L’avenir de la viande cultivée : désir d’innovation ou rejet psychologique ?
Avec la croissance rapide de la population mondiale, la demande mondiale en protéines sera multipliée par 3,5 sur une période de 50 ans, soit de 1980 à 2030. L’espoir est que cette demande puisse être satisfaite par une production accrue de viande durable par rapport à celle issue d’une agriculture intensive responsable de fortes émissions de gaz à effet de serre et de l’exploitation des ressources associées (terre, nourriture, eau).
Le cabinet de conseil international AT Kearney a prédit qu’en raison de l’impact environnemental élevé et des problèmes de bien-être animal associés à la production de viande conventionnelle, 60 % des besoins mondiaux en viande seront satisfaits par des méthodes de production non conventionnelles d’ici 2040. conventionnelles telles que la viande in vitro (35 % ) ou des analogues d’origine végétale pour une valeur d’environ 630 milliards de dollars.
Le sujet controversé de la viande cultivée
La viande cultivée est devenue un sujet qui suscite de nombreux débats avec des positions allant du rejet idéologique de tout ce qui relève de la nutrition artificielle (par exemple la néophobie) à l’ouverture à l’innovation technologique et à la diversification de l’industrie alimentaire. Cela a été influencé par une communication incorrecte basée sur l’utilisation de termes tels que viande synthétique ou cultivée artificiellement, qui contribuent à susciter une attitude de peur et de méfiance parmi les consommateurs, amenés à percevoir la viande cultivée comme quelque chose d’anormal.

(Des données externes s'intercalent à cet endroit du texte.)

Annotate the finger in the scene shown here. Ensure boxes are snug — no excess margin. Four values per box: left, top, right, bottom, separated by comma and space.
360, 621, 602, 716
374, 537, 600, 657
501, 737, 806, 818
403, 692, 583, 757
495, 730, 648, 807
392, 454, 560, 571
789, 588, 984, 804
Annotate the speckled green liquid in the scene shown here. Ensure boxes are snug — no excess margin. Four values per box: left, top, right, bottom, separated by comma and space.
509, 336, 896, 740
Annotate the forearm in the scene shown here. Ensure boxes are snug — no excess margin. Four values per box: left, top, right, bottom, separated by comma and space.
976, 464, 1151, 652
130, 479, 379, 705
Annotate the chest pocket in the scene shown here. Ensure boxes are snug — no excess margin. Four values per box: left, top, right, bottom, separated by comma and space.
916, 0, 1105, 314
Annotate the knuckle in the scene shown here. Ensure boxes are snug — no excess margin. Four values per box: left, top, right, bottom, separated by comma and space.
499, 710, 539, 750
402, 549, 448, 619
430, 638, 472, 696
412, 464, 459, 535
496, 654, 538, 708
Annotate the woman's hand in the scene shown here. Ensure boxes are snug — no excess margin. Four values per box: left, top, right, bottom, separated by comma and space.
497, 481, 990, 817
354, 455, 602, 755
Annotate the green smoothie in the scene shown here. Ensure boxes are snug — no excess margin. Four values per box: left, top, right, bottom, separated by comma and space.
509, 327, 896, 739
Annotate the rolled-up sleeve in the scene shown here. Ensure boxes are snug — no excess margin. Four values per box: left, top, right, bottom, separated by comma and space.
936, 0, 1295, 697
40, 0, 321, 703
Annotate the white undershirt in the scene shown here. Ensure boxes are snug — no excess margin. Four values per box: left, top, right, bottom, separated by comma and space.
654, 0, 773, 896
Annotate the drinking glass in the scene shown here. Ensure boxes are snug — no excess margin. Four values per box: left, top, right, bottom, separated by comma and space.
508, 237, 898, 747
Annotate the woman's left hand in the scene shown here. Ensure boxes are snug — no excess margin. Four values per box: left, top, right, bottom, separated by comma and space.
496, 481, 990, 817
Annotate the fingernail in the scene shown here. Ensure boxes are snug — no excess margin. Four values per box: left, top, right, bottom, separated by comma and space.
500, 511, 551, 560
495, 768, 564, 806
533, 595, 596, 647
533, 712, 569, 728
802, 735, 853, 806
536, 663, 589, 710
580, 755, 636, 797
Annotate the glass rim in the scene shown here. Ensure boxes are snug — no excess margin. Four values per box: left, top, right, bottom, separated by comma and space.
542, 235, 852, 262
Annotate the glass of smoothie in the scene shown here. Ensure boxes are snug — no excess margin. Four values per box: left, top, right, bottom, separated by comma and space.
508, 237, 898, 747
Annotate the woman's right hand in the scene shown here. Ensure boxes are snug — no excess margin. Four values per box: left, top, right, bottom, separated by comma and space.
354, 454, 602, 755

Pour éviter toute confusion, cellulaire et cultivé sont les termes les plus utilisés par l’industrie et les autorités réglementaires. Les études menées au cours des dix dernières années nous apprennent que la viande de laboratoire, technologie émergente et en constante évolution, peut constituer une alternative complémentaire à la viande conventionnelle grâce à de nombreux avantages consistant en : une réduction des élevages et des abattages, un moindre impact environnemental, lié à la utilisation des terres et de l’eau, réduction des émissions de gaz à effet de serre et de la déforestation, réduction du risque de transmission de maladies zoonotiques (par exemple grippe aviaire, salmonelle), réduction de l’utilisation d’antibiotiques.
Risques liés à la sécurité alimentaire : similaires à ceux de la production traditionnelle
Le secteur est actuellement également orienté vers les produits issus du poisson, du lait, des œufs et d’autres aliments d’origine animale. S’agissant d’un secteur non encore développé à l’échelle industrielle, il se caractérise par un niveau élevé d’incertitude, qui peut être réduit sur la base des données disponibles et des études d’évaluation des risques. La FAO et l’OMS ont établi qu’en vertu de procédures strictes de contrôle des processus de production, les risques pour la sécurité sanitaire des aliments liés à la présence de résidus d’antibiotiques, y compris de contaminants microbiologiques et d’agents pathogènes zoonotiques, sont sensiblement similaires à ceux de la production traditionnelle, voire inférieurs.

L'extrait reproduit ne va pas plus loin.